In May 2023, Nauru Airlines submitted a request for an exemption under 49 USC §40109 and a foreign air carrier permit under 49 USC §41301 to operate scheduled and charter foreign air transportation services for passengers, cargo, and mail between Nauru and the United States.
Nauru Airlines US Flights
This application was granted in a decision released on September 21. In 2017, Nauru Airlines applied for and received a foreign air carrier permit issued by the DOT. However, the airline did not utilize those rights, and they subsequently lapsed.
The approval granted is valid for five years and is subject to certain conditions. While the proposed fifth-freedom combination services on the routes connecting Nauru to Guam (via stops in Tarawa, Majuro, and Pohnpei) and Nauru to Honolulu (via stops in Tarawa, Majuro, and Kiribati) as specified in the application were approved, the broader Nauru-US scheduled authority that Nauru Airlines had requested was denied.
The authorized scope of the scheduled operations is restricted to fifth-freedom scheduled services with a connection to Nauru, along with third- and fourth-freedom charter services. It does not grant permission for seventh-freedom services, whether they are scheduled or charter flights.
The decision specifies that any potential future services between (1) Majuro and Honolulu and (2) Tarawa/Kiribati and Honolulu must either be conducted as fifth-freedom scheduled services with a traffic link to Nauru, as outlined above, or the airline must apply for a charter statement of authorization to operate such seventh-freedom passenger and/or cargo charters on an ad hoc basis, in accordance with the terms and conditions of 14 CFR Part 212.

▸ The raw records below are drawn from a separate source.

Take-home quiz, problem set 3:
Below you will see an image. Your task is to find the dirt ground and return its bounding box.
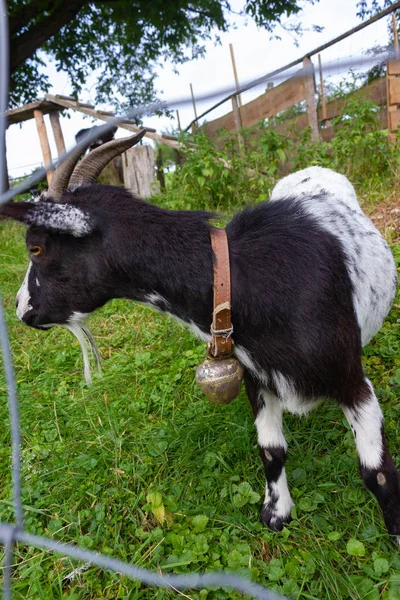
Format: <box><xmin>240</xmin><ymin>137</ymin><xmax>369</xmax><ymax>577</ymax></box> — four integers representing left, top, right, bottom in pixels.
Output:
<box><xmin>368</xmin><ymin>199</ymin><xmax>400</xmax><ymax>244</ymax></box>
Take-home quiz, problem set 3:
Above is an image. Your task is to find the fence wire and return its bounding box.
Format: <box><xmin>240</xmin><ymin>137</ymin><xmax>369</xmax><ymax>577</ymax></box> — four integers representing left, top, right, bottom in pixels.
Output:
<box><xmin>0</xmin><ymin>1</ymin><xmax>288</xmax><ymax>598</ymax></box>
<box><xmin>1</xmin><ymin>1</ymin><xmax>399</xmax><ymax>597</ymax></box>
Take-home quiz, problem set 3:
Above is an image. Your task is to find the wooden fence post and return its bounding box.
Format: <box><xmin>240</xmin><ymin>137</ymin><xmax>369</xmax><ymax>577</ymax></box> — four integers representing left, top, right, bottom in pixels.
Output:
<box><xmin>33</xmin><ymin>109</ymin><xmax>53</xmax><ymax>185</ymax></box>
<box><xmin>392</xmin><ymin>12</ymin><xmax>399</xmax><ymax>59</ymax></box>
<box><xmin>303</xmin><ymin>56</ymin><xmax>319</xmax><ymax>141</ymax></box>
<box><xmin>318</xmin><ymin>54</ymin><xmax>327</xmax><ymax>122</ymax></box>
<box><xmin>49</xmin><ymin>111</ymin><xmax>66</xmax><ymax>157</ymax></box>
<box><xmin>190</xmin><ymin>84</ymin><xmax>198</xmax><ymax>133</ymax></box>
<box><xmin>229</xmin><ymin>43</ymin><xmax>245</xmax><ymax>151</ymax></box>
<box><xmin>123</xmin><ymin>145</ymin><xmax>159</xmax><ymax>198</ymax></box>
<box><xmin>386</xmin><ymin>59</ymin><xmax>400</xmax><ymax>142</ymax></box>
<box><xmin>388</xmin><ymin>13</ymin><xmax>400</xmax><ymax>142</ymax></box>
<box><xmin>176</xmin><ymin>110</ymin><xmax>182</xmax><ymax>133</ymax></box>
<box><xmin>229</xmin><ymin>43</ymin><xmax>242</xmax><ymax>107</ymax></box>
<box><xmin>231</xmin><ymin>93</ymin><xmax>245</xmax><ymax>152</ymax></box>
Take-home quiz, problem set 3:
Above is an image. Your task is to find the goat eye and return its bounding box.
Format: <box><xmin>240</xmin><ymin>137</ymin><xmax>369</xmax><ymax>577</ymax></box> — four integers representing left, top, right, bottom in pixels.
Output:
<box><xmin>29</xmin><ymin>245</ymin><xmax>43</xmax><ymax>257</ymax></box>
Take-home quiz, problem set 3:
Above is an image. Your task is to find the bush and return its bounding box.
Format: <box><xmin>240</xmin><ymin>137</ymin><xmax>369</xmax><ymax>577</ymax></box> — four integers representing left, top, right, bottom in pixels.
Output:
<box><xmin>155</xmin><ymin>96</ymin><xmax>400</xmax><ymax>213</ymax></box>
<box><xmin>159</xmin><ymin>131</ymin><xmax>275</xmax><ymax>213</ymax></box>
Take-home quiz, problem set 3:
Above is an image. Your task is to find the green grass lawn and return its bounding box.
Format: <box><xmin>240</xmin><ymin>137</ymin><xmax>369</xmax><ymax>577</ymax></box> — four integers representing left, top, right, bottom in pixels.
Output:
<box><xmin>0</xmin><ymin>220</ymin><xmax>400</xmax><ymax>600</ymax></box>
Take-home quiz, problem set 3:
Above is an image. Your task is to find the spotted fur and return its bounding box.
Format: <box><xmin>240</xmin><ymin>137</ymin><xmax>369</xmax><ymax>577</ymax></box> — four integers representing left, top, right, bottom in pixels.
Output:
<box><xmin>3</xmin><ymin>167</ymin><xmax>399</xmax><ymax>541</ymax></box>
<box><xmin>270</xmin><ymin>167</ymin><xmax>397</xmax><ymax>345</ymax></box>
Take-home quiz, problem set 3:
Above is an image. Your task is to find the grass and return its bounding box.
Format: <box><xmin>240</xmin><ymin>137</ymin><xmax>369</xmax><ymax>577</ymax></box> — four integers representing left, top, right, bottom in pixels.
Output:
<box><xmin>0</xmin><ymin>213</ymin><xmax>400</xmax><ymax>600</ymax></box>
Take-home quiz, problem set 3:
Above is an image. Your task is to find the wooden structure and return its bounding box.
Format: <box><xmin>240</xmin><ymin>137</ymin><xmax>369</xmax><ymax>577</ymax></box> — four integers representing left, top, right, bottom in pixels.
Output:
<box><xmin>204</xmin><ymin>60</ymin><xmax>400</xmax><ymax>143</ymax></box>
<box><xmin>275</xmin><ymin>74</ymin><xmax>388</xmax><ymax>143</ymax></box>
<box><xmin>187</xmin><ymin>0</ymin><xmax>400</xmax><ymax>133</ymax></box>
<box><xmin>303</xmin><ymin>57</ymin><xmax>319</xmax><ymax>141</ymax></box>
<box><xmin>204</xmin><ymin>66</ymin><xmax>307</xmax><ymax>138</ymax></box>
<box><xmin>122</xmin><ymin>145</ymin><xmax>159</xmax><ymax>198</ymax></box>
<box><xmin>387</xmin><ymin>60</ymin><xmax>400</xmax><ymax>142</ymax></box>
<box><xmin>188</xmin><ymin>1</ymin><xmax>400</xmax><ymax>145</ymax></box>
<box><xmin>229</xmin><ymin>43</ymin><xmax>244</xmax><ymax>150</ymax></box>
<box><xmin>6</xmin><ymin>94</ymin><xmax>183</xmax><ymax>186</ymax></box>
<box><xmin>6</xmin><ymin>1</ymin><xmax>400</xmax><ymax>186</ymax></box>
<box><xmin>318</xmin><ymin>54</ymin><xmax>328</xmax><ymax>123</ymax></box>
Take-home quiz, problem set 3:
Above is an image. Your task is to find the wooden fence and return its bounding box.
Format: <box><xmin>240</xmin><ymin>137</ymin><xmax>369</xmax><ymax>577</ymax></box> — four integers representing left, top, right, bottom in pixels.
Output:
<box><xmin>204</xmin><ymin>67</ymin><xmax>307</xmax><ymax>137</ymax></box>
<box><xmin>203</xmin><ymin>58</ymin><xmax>400</xmax><ymax>144</ymax></box>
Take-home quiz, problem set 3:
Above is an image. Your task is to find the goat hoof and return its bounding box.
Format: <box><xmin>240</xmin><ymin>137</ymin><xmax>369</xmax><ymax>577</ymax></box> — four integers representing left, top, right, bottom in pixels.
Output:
<box><xmin>384</xmin><ymin>512</ymin><xmax>400</xmax><ymax>544</ymax></box>
<box><xmin>260</xmin><ymin>503</ymin><xmax>291</xmax><ymax>532</ymax></box>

Aero Micronesia, Inc., operating as Asia Pacific Airlines (Guam), opposed Nauru Airlines’ application, alleging deficiencies and making several claims.
These included assertions that Nauru Airlines received subsidies from two foreign governments, which raised concerns about the applicant’s financial independence, the absence of a bilateral air services agreement between the United States and Nauru, and doubts about Nauru Airlines’ ability to comply with the Fly America Act and U.S. Postal Service statutory requirements related to the transportation of mail by air.

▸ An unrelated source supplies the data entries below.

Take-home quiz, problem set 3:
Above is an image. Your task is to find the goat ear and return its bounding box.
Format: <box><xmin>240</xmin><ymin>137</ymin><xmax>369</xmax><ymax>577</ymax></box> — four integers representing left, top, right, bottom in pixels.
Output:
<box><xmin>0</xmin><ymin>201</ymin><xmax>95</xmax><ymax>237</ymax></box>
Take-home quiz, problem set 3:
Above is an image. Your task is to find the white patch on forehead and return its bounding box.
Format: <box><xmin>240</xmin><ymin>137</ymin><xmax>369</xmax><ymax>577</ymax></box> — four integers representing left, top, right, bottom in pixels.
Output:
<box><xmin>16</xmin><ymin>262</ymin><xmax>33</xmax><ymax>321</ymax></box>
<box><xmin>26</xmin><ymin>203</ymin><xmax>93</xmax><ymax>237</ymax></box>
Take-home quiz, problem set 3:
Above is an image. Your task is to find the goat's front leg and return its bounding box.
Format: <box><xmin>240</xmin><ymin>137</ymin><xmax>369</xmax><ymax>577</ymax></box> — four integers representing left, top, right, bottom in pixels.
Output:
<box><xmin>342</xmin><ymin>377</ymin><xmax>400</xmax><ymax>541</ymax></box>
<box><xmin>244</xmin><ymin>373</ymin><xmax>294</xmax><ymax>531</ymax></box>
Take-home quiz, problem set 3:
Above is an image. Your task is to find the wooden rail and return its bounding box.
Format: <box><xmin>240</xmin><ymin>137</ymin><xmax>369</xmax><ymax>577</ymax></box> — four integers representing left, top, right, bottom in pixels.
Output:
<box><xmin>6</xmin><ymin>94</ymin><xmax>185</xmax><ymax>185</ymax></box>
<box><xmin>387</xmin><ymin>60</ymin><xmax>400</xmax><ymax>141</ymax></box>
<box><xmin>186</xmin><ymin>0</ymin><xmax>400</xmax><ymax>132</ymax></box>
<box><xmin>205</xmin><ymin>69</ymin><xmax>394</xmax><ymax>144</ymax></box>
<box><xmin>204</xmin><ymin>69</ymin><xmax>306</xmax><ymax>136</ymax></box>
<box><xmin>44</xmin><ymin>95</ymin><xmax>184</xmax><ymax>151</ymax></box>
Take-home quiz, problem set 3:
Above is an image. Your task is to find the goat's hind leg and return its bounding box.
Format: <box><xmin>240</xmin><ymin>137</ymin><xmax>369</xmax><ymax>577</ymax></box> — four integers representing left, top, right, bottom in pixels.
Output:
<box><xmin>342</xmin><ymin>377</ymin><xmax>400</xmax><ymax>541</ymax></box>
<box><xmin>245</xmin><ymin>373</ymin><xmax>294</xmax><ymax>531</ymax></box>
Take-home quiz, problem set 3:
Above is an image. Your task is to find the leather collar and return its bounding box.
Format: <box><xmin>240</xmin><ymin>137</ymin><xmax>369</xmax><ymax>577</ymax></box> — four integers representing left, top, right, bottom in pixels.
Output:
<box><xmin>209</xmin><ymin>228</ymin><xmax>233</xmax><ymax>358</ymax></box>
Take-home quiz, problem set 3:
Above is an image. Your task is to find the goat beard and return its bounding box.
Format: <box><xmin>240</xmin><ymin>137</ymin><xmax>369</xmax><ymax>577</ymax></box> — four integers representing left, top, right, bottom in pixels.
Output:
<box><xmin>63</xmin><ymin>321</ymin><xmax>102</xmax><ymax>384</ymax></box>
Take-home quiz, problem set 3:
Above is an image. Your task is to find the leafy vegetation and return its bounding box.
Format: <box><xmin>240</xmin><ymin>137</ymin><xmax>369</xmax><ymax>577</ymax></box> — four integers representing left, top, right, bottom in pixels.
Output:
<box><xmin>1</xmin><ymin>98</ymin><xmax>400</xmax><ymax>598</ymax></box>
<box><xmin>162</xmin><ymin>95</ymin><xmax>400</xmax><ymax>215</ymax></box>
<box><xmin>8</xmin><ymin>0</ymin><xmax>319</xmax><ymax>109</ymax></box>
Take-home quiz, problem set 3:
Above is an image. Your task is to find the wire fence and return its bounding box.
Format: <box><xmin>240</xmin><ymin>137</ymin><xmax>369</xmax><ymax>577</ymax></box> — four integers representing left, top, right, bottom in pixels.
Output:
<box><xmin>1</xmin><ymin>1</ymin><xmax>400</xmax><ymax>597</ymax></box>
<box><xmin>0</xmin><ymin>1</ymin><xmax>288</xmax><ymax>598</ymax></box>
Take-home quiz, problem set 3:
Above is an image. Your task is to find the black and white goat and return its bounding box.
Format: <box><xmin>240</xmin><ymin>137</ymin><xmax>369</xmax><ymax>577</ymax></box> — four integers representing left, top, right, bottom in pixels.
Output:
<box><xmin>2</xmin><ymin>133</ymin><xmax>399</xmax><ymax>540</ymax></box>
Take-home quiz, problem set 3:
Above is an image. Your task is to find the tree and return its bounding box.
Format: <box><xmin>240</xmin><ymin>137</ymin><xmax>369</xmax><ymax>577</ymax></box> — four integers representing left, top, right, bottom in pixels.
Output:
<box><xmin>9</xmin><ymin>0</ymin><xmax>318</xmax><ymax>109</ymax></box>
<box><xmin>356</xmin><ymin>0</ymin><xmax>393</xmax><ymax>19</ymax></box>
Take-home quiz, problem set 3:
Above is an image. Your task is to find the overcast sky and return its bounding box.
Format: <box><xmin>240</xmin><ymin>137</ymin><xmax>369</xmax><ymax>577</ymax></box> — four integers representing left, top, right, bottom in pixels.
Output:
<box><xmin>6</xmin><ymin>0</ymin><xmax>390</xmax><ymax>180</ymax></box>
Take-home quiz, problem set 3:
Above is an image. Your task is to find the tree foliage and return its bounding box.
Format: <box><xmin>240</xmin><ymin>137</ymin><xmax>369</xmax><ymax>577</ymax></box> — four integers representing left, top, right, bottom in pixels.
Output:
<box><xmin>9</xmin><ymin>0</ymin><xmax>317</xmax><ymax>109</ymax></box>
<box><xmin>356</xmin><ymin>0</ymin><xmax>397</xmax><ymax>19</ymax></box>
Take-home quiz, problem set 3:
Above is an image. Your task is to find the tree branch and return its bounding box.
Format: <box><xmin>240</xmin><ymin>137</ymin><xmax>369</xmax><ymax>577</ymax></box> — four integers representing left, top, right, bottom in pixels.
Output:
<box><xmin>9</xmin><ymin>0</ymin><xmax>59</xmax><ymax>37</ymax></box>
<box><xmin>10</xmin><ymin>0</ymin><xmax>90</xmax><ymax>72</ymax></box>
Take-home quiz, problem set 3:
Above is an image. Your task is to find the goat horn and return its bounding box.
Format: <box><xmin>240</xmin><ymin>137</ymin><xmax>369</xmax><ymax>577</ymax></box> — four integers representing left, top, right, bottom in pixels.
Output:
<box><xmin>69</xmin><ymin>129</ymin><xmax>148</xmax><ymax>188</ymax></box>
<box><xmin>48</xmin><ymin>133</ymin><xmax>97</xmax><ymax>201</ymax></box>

Nauru Airlines refuted these allegations, stating that it was not aiming to infringe on Asia Pacific’s operations. It had only operated flights in the region earlier in the year to fulfill critical supply needs while Asia Pacific Airlines was addressing an FAA grounding order.
Nauru Airlines indicated that its primary interest lies in providing passenger and cargo services between Nauru and Guam with intermediate stops, and it may consider offering similar services between Nauru and Honolulu.
“Nauru Airlines asserts that the FAA’s suspension of Asia Pacific’s services led to an emergency situation in several island nations. In response, Nauru Airlines was asked by some of the affected nations and by United Airlines (UA) to step in and address the urgent need for transporting backlogged cargo and mail with proper authorization under 14 CFR Part 375,” as stated in the DOT’s decision. “Nauru Airlines points out that Asia Pacific does not oppose the Department granting Nauru Airlines the previous authority that the applicant held.”
“With regards to Asia Pacific’s objection, we find that its concerns, when considered in the context of the entire record, do not provide a compelling basis to deny the requested authority. Additionally, we note that the Federal Aviation Administration (FAA) has informed us that it has no reason to recommend unfavorable action on the applicant’s request.”
Nauru Airlines, operating as Nauru Airlines (Australia), maintains a fleet comprising two passenger-configured Boeing 737-300s, two 737-300(SF) freighters, one 737-700, and one 737-800(SF) that operates across the southwest Pacific region.
Besides its regular passenger and freighter services, the airline also operates a robust ACMI/charter business.